As we’ve expressed before, we are big fans of cheesecake. The way we justify eating cheesecake is by using toppings made out of our fresh fruit – if the fruit is healthy, the rest of the cheesecake must be healthy right?...
Before you burst our bubble, take a look at this cheesecake topped with fresh cherry puree recipe. You may just end up joining the “cheesecake is healthy” club too.
- We used the recipe on the back of Honey Maid Graham Crumbs. To make the crust you need a box of Honey Maid Graham Crumbs and 1/4 cup of margarine (or butter if you prefer).
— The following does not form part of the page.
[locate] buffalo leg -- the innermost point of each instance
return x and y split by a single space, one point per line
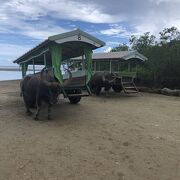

- Two bricks of softened cream cheese
- 1/2 cup icing sugar
- 1 tsp vanilla
- 16 oz heavy whipping cream
Topping (Cherry Puree)
- 2 Cups of pitted cherries (we used Summit cherries)
- Juice of 1/2 lemon
- 1 tbsp honey
- To make graham crust combine 1 1/4 cups of Honey Maid Crumbs with 1/4 cup melted non-hydrogenated margarine or butter. Press on bottom of 9-inch spring form pan or bottom and sides of 9-inch pie plate. Makes one 9 inch crust.
- Combine the cream cheese, icing sugar, and vanilla in a large bowl and blend together using a hand mixer.
- Whip the whipping cream and fold into the cream cheese mixture.
- Spread filling over graham crust and let it set in the fridge for a couple of hours.
- Meanwhile, combine cherries, lemon juice, and honey in a blender and blend on high until desired consistency is achieved.
- Cut cheesecake into pieces and top with a spoonful of cherry puree.